La question linguistique a fini par jouer un rôle dans ce vote. Peut-on élire un candidat alémanique à la succession de Pascal Couchepin. Le président Christian Levrat refuse de thématiser cette question, lui qui, en son temps, a dû éteindre une guerre des langues menaçant de faire échouer la Constituante fribourgeoise. Paradoxalement, ce ne sont pas les Romands qui s’y montrent le plus sensibles, mais bien quelques Alémaniques comme Simonetta Sommaruga, qui n’est pas dénuée d’arrière-pensées. La Bernoise, très probable candidate à la succession de Moritz Leuenberger, ne veut en aucun cas que les Romands ne revendiquent ce siège.

Blessures.
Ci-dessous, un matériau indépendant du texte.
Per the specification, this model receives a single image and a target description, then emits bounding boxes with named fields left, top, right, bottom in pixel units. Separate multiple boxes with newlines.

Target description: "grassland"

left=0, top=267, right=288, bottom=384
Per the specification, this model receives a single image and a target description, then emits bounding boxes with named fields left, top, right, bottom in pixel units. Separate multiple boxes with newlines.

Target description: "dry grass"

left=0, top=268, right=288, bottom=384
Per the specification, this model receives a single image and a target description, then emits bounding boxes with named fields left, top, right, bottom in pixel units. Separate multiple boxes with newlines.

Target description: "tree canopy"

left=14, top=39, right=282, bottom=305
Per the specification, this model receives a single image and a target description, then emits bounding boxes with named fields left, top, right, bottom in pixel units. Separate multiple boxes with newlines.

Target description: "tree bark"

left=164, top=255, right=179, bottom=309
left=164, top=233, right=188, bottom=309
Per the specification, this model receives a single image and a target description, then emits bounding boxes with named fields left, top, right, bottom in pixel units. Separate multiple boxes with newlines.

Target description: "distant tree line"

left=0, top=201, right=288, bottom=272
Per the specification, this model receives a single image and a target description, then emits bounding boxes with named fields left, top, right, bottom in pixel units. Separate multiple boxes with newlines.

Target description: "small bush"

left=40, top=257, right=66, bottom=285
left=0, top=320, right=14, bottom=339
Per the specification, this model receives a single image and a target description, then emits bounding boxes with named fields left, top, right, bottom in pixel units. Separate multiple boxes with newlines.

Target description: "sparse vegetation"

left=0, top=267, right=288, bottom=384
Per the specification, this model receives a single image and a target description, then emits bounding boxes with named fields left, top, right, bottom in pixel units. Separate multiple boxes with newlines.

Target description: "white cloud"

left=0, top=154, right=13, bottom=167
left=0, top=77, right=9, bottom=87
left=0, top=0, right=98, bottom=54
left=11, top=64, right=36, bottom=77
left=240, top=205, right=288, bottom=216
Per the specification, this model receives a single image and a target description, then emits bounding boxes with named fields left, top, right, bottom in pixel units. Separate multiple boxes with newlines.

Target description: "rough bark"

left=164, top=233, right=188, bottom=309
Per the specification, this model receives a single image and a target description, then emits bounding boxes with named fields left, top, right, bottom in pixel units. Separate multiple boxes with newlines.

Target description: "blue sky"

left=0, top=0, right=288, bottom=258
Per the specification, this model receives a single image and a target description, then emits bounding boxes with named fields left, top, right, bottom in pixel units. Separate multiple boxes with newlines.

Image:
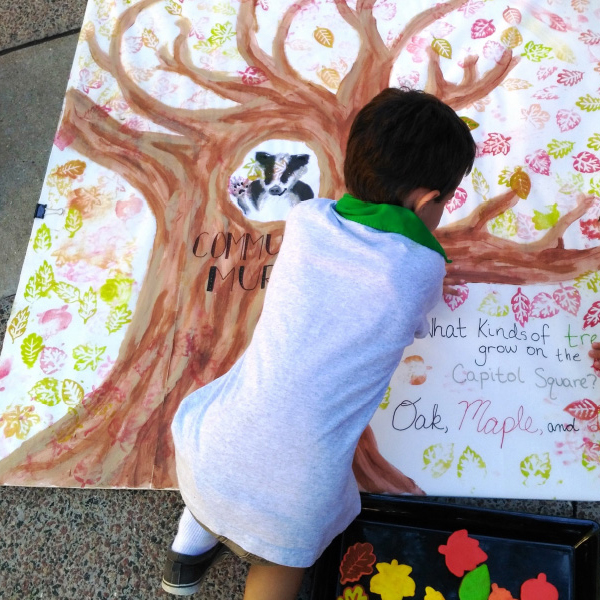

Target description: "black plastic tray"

left=311, top=494, right=600, bottom=600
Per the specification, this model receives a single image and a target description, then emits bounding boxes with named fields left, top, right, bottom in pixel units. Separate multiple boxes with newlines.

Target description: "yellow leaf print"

left=371, top=559, right=415, bottom=600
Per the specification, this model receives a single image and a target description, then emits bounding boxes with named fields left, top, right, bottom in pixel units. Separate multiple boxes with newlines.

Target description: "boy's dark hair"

left=344, top=88, right=475, bottom=205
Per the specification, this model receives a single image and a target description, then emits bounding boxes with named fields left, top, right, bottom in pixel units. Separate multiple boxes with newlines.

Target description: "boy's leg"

left=244, top=565, right=304, bottom=600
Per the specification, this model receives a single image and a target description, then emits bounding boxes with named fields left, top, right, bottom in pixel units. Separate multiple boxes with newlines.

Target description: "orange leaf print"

left=340, top=542, right=377, bottom=585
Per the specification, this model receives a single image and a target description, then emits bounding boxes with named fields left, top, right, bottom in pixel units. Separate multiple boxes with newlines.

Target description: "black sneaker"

left=162, top=542, right=226, bottom=596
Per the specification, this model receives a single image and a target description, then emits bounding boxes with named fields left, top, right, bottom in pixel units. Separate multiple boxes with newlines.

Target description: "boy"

left=163, top=88, right=475, bottom=600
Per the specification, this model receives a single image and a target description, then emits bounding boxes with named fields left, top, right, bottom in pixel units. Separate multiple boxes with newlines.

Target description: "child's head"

left=344, top=88, right=475, bottom=218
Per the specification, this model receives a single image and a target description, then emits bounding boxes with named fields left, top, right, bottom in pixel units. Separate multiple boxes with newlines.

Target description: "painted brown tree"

left=0, top=0, right=600, bottom=493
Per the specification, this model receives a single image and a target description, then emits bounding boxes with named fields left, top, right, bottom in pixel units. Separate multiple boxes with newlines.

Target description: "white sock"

left=171, top=507, right=217, bottom=556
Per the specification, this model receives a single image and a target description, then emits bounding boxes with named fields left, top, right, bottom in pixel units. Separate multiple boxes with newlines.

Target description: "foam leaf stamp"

left=7, top=306, right=29, bottom=343
left=21, top=333, right=44, bottom=369
left=33, top=223, right=52, bottom=252
left=438, top=529, right=488, bottom=576
left=519, top=452, right=552, bottom=486
left=431, top=38, right=452, bottom=58
left=456, top=446, right=487, bottom=479
left=552, top=285, right=581, bottom=317
left=458, top=565, right=491, bottom=600
left=313, top=27, right=334, bottom=48
left=370, top=559, right=415, bottom=600
left=478, top=292, right=509, bottom=317
left=73, top=344, right=106, bottom=371
left=61, top=379, right=84, bottom=406
left=40, top=347, right=67, bottom=375
left=583, top=300, right=600, bottom=329
left=340, top=542, right=377, bottom=585
left=423, top=444, right=454, bottom=479
left=29, top=377, right=60, bottom=406
left=530, top=292, right=560, bottom=319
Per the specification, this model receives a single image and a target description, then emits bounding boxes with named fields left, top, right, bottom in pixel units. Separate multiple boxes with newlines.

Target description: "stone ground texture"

left=0, top=0, right=600, bottom=600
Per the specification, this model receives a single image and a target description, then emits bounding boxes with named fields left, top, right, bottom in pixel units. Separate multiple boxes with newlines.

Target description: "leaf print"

left=547, top=139, right=575, bottom=158
left=29, top=377, right=60, bottom=406
left=78, top=287, right=97, bottom=323
left=313, top=27, right=334, bottom=48
left=521, top=104, right=548, bottom=131
left=431, top=38, right=452, bottom=58
left=61, top=379, right=84, bottom=406
left=73, top=345, right=106, bottom=371
left=519, top=452, right=552, bottom=485
left=7, top=306, right=29, bottom=343
left=521, top=42, right=552, bottom=62
left=510, top=288, right=531, bottom=327
left=552, top=285, right=581, bottom=316
left=21, top=333, right=44, bottom=369
left=583, top=300, right=600, bottom=329
left=65, top=208, right=83, bottom=237
left=340, top=542, right=377, bottom=585
left=33, top=223, right=52, bottom=252
left=573, top=150, right=600, bottom=173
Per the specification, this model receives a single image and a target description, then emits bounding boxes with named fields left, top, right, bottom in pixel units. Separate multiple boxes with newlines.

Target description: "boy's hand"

left=588, top=342, right=600, bottom=371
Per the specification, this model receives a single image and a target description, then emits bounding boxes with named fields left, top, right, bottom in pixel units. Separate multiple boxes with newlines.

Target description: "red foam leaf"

left=340, top=542, right=377, bottom=585
left=438, top=529, right=487, bottom=577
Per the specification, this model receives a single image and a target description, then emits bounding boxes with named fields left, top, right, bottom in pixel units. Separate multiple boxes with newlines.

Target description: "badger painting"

left=230, top=152, right=314, bottom=220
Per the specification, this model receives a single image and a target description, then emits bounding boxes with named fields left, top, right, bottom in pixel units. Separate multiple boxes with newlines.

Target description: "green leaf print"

left=33, top=223, right=52, bottom=252
left=519, top=452, right=552, bottom=486
left=21, top=333, right=44, bottom=369
left=423, top=444, right=454, bottom=478
left=106, top=304, right=132, bottom=333
left=73, top=344, right=106, bottom=371
left=29, top=377, right=60, bottom=406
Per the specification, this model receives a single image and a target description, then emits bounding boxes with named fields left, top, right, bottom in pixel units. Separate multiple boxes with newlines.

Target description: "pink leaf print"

left=510, top=288, right=531, bottom=327
left=583, top=300, right=600, bottom=329
left=40, top=347, right=67, bottom=375
left=521, top=104, right=550, bottom=129
left=443, top=285, right=469, bottom=310
left=579, top=219, right=600, bottom=240
left=573, top=150, right=600, bottom=173
left=579, top=29, right=600, bottom=46
left=556, top=108, right=581, bottom=133
left=525, top=150, right=550, bottom=175
left=556, top=69, right=583, bottom=86
left=552, top=285, right=581, bottom=316
left=446, top=188, right=467, bottom=212
left=238, top=67, right=267, bottom=85
left=502, top=6, right=521, bottom=25
left=537, top=67, right=558, bottom=81
left=471, top=19, right=496, bottom=40
left=483, top=133, right=511, bottom=156
left=531, top=292, right=560, bottom=319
Si l’élection de Didier Burkhalter a permis d’éviter de déstabiliser une nouvelle fois le fragile équilibre confédéral, il ne sera pas aisé de rétablir une ambiance de travail sereine entre les deux frères ennemis du centre droit, qui se sont déchirés tout l’été. Un blocage aurait pourtant des conséquences importantes: le PLR et le PDC votent ensemble dans 70% des cas, assurant la stabilité du pays.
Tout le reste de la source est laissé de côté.